5 Responses to “Paresthesias and Anemia”

  1. Pedro Henrique says:

    The correct paragraph:

    Homocysteine level is elevated in both anemia due to vitamin B12 deficiency and anemia due to folate deficiency.

    In contrast, the Methylmalonic acid level is elevated only in vitamin B12 deficiency and is normal in folate deficiency

  2. Jorge Morales says:

    Kindly review and correct the following statements: ” Methylmalonic acid level is elevated in both anemia due to vitamin B12 deficiency and anemia due to folate deficiency. In contrast, the homocysteine level is elevated only in folate deficiency and is normal in vitamin B12 deficiency.”

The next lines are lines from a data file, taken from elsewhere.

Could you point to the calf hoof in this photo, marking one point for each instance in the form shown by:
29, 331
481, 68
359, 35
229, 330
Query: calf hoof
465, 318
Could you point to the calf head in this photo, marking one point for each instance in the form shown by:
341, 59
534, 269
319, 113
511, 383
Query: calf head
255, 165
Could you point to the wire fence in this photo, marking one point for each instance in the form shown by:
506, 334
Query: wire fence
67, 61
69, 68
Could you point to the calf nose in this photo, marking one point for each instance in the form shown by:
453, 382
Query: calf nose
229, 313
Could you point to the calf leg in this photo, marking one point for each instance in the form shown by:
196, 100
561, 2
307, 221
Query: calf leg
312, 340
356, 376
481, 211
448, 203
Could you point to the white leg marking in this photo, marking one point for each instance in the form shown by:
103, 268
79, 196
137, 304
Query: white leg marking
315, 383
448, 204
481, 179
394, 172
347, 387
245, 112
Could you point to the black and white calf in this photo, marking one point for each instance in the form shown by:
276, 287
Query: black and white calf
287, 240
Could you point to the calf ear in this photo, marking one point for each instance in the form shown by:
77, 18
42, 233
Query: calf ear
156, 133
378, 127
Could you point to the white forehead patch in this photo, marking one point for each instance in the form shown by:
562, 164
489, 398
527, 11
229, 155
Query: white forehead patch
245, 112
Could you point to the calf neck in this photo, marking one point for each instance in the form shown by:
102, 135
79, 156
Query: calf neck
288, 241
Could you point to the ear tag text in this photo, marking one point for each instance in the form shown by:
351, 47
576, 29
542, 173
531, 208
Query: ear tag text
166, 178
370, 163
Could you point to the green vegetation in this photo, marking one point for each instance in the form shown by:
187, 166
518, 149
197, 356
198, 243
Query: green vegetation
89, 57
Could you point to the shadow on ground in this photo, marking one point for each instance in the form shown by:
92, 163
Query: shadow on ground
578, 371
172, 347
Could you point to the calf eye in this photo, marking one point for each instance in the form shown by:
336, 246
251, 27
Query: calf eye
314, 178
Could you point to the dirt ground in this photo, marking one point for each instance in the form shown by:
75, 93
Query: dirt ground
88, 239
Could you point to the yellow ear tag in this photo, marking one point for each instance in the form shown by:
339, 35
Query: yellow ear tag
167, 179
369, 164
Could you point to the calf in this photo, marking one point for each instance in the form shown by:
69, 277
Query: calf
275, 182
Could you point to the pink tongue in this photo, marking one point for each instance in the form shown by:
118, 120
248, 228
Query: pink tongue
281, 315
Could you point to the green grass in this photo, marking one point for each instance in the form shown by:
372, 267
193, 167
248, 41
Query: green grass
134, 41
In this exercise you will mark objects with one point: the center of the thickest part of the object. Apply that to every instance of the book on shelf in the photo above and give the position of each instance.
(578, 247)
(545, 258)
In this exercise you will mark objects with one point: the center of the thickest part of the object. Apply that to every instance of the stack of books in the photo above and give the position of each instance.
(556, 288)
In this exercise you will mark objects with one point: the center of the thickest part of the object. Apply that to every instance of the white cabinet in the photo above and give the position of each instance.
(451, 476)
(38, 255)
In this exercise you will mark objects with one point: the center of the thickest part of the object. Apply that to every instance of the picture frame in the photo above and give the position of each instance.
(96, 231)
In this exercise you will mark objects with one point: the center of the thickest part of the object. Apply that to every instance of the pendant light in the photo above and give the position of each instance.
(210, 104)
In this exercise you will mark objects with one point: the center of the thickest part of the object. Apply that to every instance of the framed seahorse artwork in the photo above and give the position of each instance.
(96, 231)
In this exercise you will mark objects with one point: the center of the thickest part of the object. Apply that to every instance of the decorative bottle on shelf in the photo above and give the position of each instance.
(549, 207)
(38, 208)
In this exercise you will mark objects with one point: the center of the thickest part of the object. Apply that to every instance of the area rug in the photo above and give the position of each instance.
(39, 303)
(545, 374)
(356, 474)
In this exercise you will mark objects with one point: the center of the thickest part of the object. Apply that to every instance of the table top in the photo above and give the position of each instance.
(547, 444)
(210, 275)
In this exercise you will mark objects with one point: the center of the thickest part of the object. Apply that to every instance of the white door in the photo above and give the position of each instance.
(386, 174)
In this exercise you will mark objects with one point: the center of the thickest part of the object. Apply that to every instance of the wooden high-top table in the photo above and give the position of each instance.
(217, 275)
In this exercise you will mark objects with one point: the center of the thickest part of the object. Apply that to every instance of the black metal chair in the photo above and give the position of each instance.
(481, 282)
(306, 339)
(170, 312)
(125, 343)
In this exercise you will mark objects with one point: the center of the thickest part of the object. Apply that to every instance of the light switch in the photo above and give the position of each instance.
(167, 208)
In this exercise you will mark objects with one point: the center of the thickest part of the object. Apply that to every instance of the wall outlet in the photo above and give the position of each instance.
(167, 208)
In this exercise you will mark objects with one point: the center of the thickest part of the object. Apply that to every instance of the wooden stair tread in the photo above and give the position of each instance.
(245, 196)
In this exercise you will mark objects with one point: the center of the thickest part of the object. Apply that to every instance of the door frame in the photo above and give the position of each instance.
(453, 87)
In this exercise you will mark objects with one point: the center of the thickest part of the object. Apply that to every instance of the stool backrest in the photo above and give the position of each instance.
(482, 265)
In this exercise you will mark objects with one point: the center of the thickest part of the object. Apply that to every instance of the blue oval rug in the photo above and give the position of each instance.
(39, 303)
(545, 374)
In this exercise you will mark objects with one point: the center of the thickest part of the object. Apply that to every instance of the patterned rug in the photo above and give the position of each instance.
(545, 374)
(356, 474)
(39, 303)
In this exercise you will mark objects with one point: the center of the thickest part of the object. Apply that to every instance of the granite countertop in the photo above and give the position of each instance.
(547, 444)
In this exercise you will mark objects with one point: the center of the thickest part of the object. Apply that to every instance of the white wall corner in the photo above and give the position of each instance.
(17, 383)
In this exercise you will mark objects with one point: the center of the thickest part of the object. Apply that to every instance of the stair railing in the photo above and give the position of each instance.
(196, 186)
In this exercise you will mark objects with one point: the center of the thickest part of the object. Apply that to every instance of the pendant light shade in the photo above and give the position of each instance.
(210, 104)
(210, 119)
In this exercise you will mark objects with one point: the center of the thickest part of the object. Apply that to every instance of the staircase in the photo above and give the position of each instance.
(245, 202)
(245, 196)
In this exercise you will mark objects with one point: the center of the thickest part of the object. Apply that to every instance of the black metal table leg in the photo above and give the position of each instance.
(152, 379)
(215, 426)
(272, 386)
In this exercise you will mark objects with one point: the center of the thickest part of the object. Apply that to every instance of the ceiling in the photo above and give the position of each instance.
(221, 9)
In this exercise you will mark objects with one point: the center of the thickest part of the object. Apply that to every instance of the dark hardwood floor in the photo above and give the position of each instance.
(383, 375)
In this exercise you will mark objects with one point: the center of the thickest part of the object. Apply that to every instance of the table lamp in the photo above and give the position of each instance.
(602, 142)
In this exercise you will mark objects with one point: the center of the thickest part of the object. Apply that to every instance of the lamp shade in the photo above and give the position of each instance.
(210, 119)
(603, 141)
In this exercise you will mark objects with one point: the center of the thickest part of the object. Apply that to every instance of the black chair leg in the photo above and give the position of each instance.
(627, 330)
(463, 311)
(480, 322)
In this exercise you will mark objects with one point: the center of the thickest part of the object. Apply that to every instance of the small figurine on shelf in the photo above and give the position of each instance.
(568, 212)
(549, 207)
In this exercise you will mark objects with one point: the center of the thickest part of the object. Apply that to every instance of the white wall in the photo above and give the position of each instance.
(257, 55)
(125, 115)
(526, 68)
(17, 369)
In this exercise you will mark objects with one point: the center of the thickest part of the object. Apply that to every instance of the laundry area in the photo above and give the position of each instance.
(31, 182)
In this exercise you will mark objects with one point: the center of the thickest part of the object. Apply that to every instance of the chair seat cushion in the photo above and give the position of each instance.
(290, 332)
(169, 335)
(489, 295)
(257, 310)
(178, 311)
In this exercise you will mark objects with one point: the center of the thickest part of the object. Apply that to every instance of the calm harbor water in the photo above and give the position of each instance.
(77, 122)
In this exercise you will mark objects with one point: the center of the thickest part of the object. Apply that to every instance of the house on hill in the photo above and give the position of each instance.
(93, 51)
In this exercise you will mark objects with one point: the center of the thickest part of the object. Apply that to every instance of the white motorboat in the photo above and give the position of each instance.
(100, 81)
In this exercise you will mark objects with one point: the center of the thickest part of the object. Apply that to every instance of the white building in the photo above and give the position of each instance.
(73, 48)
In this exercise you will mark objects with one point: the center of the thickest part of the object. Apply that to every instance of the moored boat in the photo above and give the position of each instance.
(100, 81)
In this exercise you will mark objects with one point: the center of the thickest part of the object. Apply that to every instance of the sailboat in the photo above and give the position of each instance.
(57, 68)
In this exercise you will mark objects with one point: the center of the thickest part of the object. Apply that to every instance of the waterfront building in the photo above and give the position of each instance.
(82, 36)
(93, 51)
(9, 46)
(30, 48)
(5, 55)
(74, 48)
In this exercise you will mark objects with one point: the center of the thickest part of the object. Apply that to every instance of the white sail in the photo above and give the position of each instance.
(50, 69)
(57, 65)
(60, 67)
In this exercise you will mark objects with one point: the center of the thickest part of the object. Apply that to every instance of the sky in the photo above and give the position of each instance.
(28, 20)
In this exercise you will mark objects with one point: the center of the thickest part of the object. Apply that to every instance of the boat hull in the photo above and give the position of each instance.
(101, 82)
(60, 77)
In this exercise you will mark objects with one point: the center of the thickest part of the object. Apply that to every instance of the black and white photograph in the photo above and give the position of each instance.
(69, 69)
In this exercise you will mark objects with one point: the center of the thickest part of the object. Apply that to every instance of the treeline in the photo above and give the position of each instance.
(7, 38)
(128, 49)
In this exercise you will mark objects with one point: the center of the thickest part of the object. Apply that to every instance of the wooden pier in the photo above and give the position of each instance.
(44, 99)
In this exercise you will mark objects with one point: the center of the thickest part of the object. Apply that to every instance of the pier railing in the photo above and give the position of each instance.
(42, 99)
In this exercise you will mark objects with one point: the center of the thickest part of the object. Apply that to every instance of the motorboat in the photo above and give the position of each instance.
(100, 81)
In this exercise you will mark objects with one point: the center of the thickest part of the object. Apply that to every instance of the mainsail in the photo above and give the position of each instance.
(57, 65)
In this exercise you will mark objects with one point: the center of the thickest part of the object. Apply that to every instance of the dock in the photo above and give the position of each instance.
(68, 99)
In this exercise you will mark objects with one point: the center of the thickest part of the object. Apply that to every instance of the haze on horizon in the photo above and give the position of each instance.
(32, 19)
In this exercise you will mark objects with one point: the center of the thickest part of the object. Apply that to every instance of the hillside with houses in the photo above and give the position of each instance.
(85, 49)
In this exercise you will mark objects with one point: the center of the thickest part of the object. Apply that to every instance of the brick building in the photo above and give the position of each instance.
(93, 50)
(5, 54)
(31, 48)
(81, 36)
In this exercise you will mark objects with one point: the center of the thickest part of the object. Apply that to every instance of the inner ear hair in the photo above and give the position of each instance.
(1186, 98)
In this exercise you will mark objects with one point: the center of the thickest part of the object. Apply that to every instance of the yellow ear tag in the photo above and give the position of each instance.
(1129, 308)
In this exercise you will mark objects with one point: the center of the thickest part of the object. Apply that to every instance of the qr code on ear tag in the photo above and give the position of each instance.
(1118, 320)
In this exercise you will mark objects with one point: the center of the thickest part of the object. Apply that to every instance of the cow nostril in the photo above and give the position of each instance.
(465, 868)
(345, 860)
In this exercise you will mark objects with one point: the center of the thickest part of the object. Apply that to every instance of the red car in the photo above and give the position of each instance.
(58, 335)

    Homocysteine level is elevated both in folate and vitamin B12 deficiency. MMA level is elevated only in anemia due to vitamin B12 deficiency, and is highly specific.

    Thank you

  3. Elissa Leonard says:

    No one wants patients to be injured nor doctors to be sued because of a knowledge gap. Unfortunately this blog entry contains information that is flat out wrong, and it could therefore contribute to the misdiagnosis and delays in treatment that can happen to people with B12 deficiency.

    False:
    “In contrast, the homocysteine level is elevated only in folate deficiency and is normal in vitamin B12 deficiency.”

    B12 deficiency causes an elevation in homocysteine. In the age of folic acid fortification elevations in homocysteine are much more likely to be caused by B12 deficiency than folic acid deficiency. In the age of folic acid fortification, macrocytosis should always be assumed to be caused by B12 deficiency, not folic acid deficiency. Mandatory fortification of flour products in the US with folic-acid-only corrects the macrocytosis doctors may have seen in the past. A persistent knowledge gap means that many practicing physicians risk missing a B12 deficiency in their patients.

    B12 deficiency cannot be ruled out by absence of anemia or macrocytosis. It must be checked for directly. Elevated homocysteine is a red flag, especially in a patient with “low-normal” B12 levels. A normal B12 level does not rule out deficiency, and testing of metabolites methylmalonic acid and homocysteine may be needed.

    Folic-acid-only therapy should never be given to a person with B12 deficiency. It will not correct the nerve damage of a B12 deficiency, and if allowed to progress untreated, a B12 deficiency will lead to permanent damage to nerves and cognition.

    It is legally medically actionable not to rule out B12 deficiency directly in a patient with signs and symptoms. A CBC cannot rule out the deficiency, nor can the absence of anemia, macrocytosis or elevated methylmalonic acid. Treating high homocysteine with folic-acid-only can lead to worsened nerve damage when there is a B12 deficiency.

    Again, no one wants patients to be harmed nor doctors to be sued because of a knowledge gap.

    http://www.cdc.gov/ncbddd/b12/detection.html

    http://www.aafp.org/afp/2003/0301/p979.html

  4. Pedro Henrique says:

    I sent the correction:
    Homocysteine level is elevated in both anemia due to vitamin B12 deficiency and anemia due to folate deficiency.
    In contrast, the Methylmalonic acid level is elevated only in vitamin B12 deficiency and is normal in folate deficiency

  5. Karen Buckley says:

    The last two sentences of the second Morning Report Question should have read “The homocysteine level is elevated in both anemia due to vitamin B12 deficiency and anemia due to folate deficiency. In contrast, the methylmalonic acid level is elevated only in vitamin B12 deficiency and is normal in folate deficiency.” rather than “Methylmalonic acid level is elevated in both anemia due to vitamin B12 deficiency and anemia due to folate deficiency. In contrast, the homocysteine level is elevated only in folate deficiency and is normal in vitamin B12 deficiency.” The information has now been corrected in the post above.